Subtyping and inheritance have been supported in Object-Oriented Programming (OOP), in database languages (such as SQL99), in the XML schema definition language XML Schema, and in other computational languages, in various ways and to different degrees. At its core, subtyping in computational languages is about defining type hierarchies and the inheritance of features: properties, constraints and methods in OOP; table columns and constraints in SQL99; elements, attributes and constraints in XML Schema.
In general, it is desirable to have support for multiple classification and multiple inheritance in type hierarchies. Both language features are closely related and are considered to be advanced features, which may not be needed in many applications or can be dealt with by using workarounds.

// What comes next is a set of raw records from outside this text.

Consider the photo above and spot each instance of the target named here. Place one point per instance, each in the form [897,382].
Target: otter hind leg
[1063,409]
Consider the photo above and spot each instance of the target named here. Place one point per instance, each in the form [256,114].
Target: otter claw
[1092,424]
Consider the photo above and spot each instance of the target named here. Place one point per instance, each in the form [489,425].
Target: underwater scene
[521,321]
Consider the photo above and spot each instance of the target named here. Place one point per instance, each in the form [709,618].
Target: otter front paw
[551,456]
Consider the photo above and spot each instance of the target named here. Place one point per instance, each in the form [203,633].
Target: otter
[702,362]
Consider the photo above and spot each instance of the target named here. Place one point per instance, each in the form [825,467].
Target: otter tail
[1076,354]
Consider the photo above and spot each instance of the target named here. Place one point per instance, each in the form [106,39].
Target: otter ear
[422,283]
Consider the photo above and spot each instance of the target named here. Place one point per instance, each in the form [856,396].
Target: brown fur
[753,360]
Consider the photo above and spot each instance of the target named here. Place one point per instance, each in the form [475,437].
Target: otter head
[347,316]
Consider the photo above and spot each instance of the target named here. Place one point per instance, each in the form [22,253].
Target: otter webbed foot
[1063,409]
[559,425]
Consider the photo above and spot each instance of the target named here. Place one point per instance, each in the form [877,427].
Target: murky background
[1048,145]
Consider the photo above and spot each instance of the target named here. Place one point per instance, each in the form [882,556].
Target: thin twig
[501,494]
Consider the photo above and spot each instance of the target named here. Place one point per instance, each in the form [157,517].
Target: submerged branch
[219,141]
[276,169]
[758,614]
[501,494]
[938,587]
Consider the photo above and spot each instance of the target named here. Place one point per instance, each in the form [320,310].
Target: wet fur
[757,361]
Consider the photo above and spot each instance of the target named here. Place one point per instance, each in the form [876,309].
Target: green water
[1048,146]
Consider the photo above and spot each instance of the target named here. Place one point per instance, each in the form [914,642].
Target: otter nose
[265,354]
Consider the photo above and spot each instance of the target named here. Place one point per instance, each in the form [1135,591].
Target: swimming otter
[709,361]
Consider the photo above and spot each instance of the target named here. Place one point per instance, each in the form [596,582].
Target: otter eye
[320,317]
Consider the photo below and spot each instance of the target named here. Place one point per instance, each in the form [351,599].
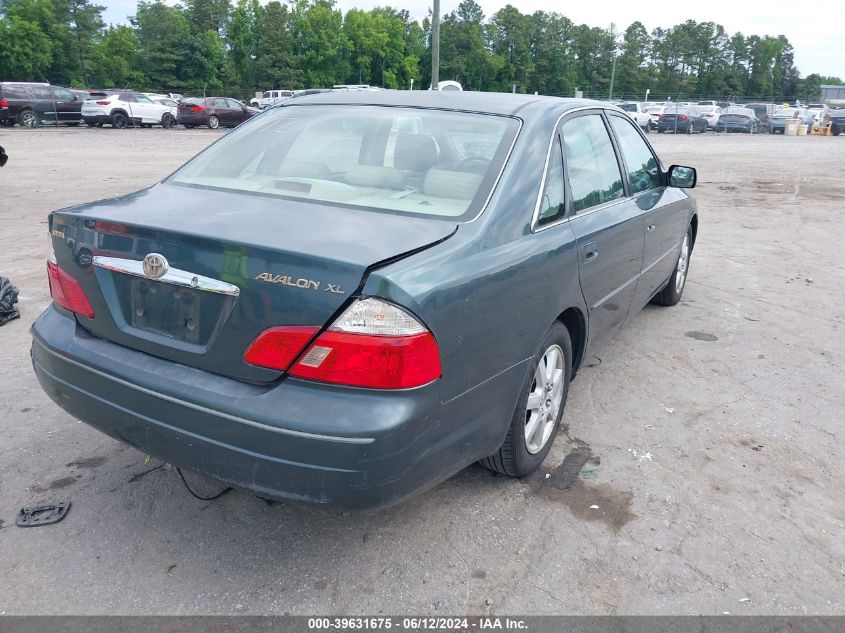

Multiple classification means that an object has more than one direct type. This is mainly the case when an object plays multiple roles at the same time, and therefore directly instantiates multiple classes defining these roles.
Multiple
inheritance is typically also related to role classes. For instance, a
student assistant is a person playing both the role of a student and the
role of an academic staff member, so a corresponding OOP class
StudentAssistant
inherits from both role classes
Student
and AcademicStaffMember
. In a similar
way, in our example model above, an AmphibianVehicle
inherits
from both role classes LandVehicle
and
WaterVehicle
.
The minimum level of support for subtyping in OOP, as provided, for instance, by Java and C#, allows defining inheritance of properties and methods in single-inheritance hierarchies, which can be inspected with the help of an is-instance-of predicate that allows testing if a class is the direct or an indirect type of an object. In addition, it is desirable to be able to inspect inheritance hierarchies with the help of
a predefined instance-level property for retrieving the direct type of an object (or its direct types, if multiple classification is allowed);
a predefined type-level property for retrieving the direct supertype of a type (or its direct supertypes, if multiple inheritance is allowed).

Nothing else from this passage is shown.